If your quick interrupt routine is 100% self-contained and does not access any operating system structures or routines, then the work is rather simple. Just save the registers you use, perform your interrupt processing, restore the registers, and end with an RTE. If, however, the routine needs to call the OS or use an OS structure, it must check if the interrupt has been delayed. This is necessary in case the interrupt hit the CPU just after the CPU had told the hardware to hold off interrupts (see the Autodoc for ObtainQuickVector() to find out how to perform this test).

As the Amiga OS is a dynamic operating system, quick interrupts are allocated by the OS. If your hardware/software wants to use a quick interrupt, it must allocate a vector with ObtainQuickVector().
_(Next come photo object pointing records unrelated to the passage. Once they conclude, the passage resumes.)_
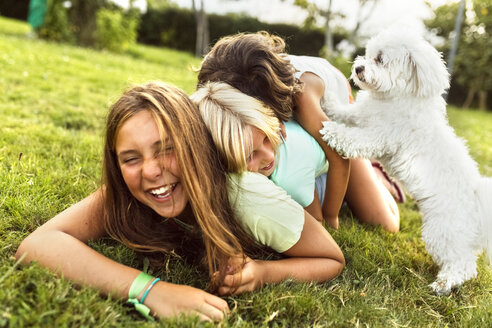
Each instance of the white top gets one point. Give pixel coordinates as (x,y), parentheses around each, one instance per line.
(334,80)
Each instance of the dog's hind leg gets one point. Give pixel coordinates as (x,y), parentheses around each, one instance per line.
(451,245)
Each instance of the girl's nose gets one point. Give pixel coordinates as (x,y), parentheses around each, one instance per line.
(152,169)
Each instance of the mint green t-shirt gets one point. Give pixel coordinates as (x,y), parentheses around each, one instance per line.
(300,160)
(265,211)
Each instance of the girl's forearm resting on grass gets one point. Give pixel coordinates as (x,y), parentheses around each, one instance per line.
(55,244)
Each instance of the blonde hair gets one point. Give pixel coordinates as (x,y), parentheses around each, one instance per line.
(229,115)
(202,174)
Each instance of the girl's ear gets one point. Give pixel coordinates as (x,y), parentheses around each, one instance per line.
(283,132)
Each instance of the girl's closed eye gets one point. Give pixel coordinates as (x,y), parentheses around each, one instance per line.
(130,160)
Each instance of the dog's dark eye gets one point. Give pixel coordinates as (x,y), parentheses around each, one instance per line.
(379,58)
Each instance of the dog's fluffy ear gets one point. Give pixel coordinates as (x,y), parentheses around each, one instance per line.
(430,75)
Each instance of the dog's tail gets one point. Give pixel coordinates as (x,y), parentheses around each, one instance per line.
(484,193)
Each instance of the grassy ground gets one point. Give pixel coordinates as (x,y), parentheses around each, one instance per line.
(53,100)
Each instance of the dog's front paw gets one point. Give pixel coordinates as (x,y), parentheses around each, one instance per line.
(331,103)
(441,287)
(331,134)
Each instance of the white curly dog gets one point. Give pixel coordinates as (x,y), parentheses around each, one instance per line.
(400,119)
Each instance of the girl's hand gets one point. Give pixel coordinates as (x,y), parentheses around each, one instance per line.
(240,279)
(169,300)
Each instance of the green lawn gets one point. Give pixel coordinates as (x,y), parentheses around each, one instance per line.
(53,102)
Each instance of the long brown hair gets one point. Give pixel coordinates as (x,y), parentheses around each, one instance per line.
(202,175)
(255,64)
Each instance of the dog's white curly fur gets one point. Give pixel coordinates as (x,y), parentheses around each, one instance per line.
(400,119)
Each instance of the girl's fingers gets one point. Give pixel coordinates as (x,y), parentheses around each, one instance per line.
(218,303)
(211,312)
(203,317)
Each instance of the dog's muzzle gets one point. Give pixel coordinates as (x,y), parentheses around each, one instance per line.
(359,71)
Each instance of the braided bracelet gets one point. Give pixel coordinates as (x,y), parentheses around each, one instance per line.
(136,288)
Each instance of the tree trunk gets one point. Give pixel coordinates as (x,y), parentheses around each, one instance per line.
(482,100)
(328,35)
(202,33)
(469,97)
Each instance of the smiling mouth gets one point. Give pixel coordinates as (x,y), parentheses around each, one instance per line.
(163,192)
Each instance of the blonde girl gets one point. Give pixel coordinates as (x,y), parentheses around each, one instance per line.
(166,191)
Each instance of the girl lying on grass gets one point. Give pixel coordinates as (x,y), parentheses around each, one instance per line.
(166,190)
(290,85)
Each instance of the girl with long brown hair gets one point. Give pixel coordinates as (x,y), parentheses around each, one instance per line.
(166,190)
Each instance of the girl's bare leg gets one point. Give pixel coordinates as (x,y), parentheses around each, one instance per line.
(368,199)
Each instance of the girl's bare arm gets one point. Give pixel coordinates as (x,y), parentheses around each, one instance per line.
(60,245)
(310,115)
(315,257)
This routine accepts a pointer to the quick interrupt code (not a pointer to an Interrupt structure). If Exec installed the vector, ObtainQuickVector() returns the vector number. When the quick interrupt occurs, the Zorro III card sends this vector number to the CPU, which tells the CPU where the interrupt code is.

ObtainQuickVector() returns 0 if there are no more vectors. Since the number of vectors is limited, any Zorro III device that uses quick interrupts must be able to fall back to the Amiga's conventional interrupt scheme.

Function Reference

The following chart gives a brief description of the Exec functions that control interrupts. See the SDK for details about each call.

Interrupt Function Description
AddIntServer() Add an interrupt server to a system server chain.
Cause() Cause a software interrupt.
Disable() Disable interrupt processing.
Enable() Restart system interrupt processing.
RemIntServer() Remove an interrupt server from a system server chain.
SetIntVector() Set a new handler for a system interrupt vector.